D'origine indienne (en sanskrit çarkâra), le mot a été transmis par le double intermédiaire de la civilisation arabe (sukkar) et de l'Italie (zucchero).
On le trouve, pour la première fois, au XIIe siècle, sous la plume de Chrétien de Troyes. L'apparition tardive de ses dérivés traduit la rareté du produit : « sucrer » ne date que du XVe siècle, « sucrier » apparaît en 1555, « sucrerie » entre en usage à partir de 1658. L'essor de la production et de la consommation de sucre est lié à la naissance de l'économie-monde et à l'urbanité.
Le miel : le sucre avant le sucre.
• Jusqu'au Xe siècle, le sucre est connu par sa présence dans le lait, les agrumes et les fruits. Mais le miel est le seul produit qui contient une forte valeur de glucose et de lactose. L'apiculture et la récolte du miel sauvage sont en usage depuis l'Antiquité et, malgré une production limitée et dispersée, les ruraux n'ont jamais manqué de miel. Ils en consomment dans les médicaments, les fruits confits et les boissons, l'hydromel notamment (breuvage constitué d'eau et de miel fermenté durant plusieurs jours, auquel on mêle du vin ou des liqueurs). Dans sa Physiologie du goût (1825), Brillat-Savarin ironise sur le sucre qui est entré dans le monde par l'officine des apothicaires : ce préjugé résulte de l'opposition entre le miel, produit naturel, et le sucre, soumis à une transformation industrielle. La production du miel perdure en dépit de l'essor de la production de sucre colonial.

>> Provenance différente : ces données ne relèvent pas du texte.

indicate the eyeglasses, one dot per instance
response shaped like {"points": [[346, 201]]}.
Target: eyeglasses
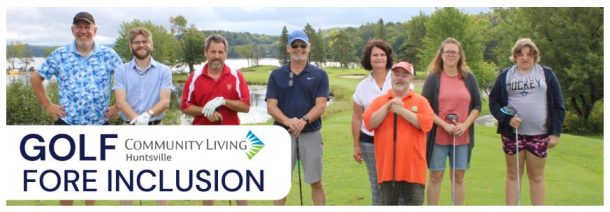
{"points": [[140, 42], [450, 53], [290, 79], [296, 45]]}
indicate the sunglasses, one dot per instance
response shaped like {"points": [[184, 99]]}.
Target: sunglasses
{"points": [[295, 45], [140, 42], [290, 79]]}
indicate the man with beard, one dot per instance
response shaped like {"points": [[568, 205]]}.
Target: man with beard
{"points": [[296, 97], [400, 119], [142, 86], [83, 70], [216, 93]]}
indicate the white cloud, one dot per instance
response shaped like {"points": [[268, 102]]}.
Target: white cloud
{"points": [[51, 25]]}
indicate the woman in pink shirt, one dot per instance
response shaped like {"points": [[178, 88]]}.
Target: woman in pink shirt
{"points": [[452, 91]]}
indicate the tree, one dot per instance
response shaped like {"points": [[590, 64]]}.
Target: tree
{"points": [[416, 30], [283, 56], [179, 24], [450, 22], [250, 52], [166, 48], [342, 49], [192, 44], [320, 57], [316, 54], [12, 54]]}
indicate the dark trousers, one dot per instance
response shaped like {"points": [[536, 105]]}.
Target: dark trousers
{"points": [[412, 193]]}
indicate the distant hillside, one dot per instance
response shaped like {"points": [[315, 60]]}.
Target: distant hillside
{"points": [[268, 44]]}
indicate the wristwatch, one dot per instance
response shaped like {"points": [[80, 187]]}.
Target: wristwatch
{"points": [[306, 118]]}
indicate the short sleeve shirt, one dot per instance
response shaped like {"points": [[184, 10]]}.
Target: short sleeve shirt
{"points": [[83, 82], [366, 91], [296, 95], [409, 149], [142, 87], [229, 85]]}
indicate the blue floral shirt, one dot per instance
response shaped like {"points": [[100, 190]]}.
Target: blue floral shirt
{"points": [[84, 83]]}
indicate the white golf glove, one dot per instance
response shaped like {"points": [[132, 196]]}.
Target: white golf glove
{"points": [[142, 119], [211, 106]]}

De la canne à la betterave : le sucre industriel.
• Originaire de la côte du Bengale, la canne à sucre se répand d'abord dans tout le Bassin méditerranéen. Puis, à la fin du XVe siècle, le déclin du commerce levantin et sa découverte des Amériques déplacent sa production outre-Atlantique, notamment au Brésil. Les Portugais et les Hollandais dominent alors le marché ; après 1670 leur succèdent les Français et les Anglais. En Guadeloupe, en Martinique et à Saint-Domingue, Colbert réserve le monopole antillais aux sujets de Sa Majesté. Le trafic d'esclaves doit être dirigé vers les exploitations sucrières, mais les raffineries sont localisées dans la métropole car il est plus sûr de transporter du sucre brut que raffiné. En 1735, quinze raffineries sont établies à Bordeaux et, en 1789, la France, première exportatrice d'Europe, produit 140 000 tonnes de sucre. Cette production repose sur de vastes exploitations et une importante main-d'œuvre. Elle est fondée sur le système de l'esclavage et l'afflux des capitaux des négociants. Des moulins transforment la plante par une série de presses, de cuissons et de lavages. La moscouade, sucre brut, est extraite de la canne écrasée ; elle est bouillie, puis coulée dans des pots de terre et mélangée à une terre blanche. Il en résulte le sucre terré, ou cassonnade, qui fait l'objet d'un raffinage final.
En 1747, le chimiste prussien Marggraf invente un procédé à base de betterave à sucre, qui est repris en France par Delessert (1811), afin de pallier les effets du Blocus continental, mais les résultats sont peu concluants. C'est sous le Second Empire que les grands céréaliers du Bassin parisien assurent le succès du sucre de betterave, bien que son coût reste supérieur à celui du sucre des îles ; au début du XXe siècle, la production du premier dépasse, de manière éphémère, celle de son concurrent.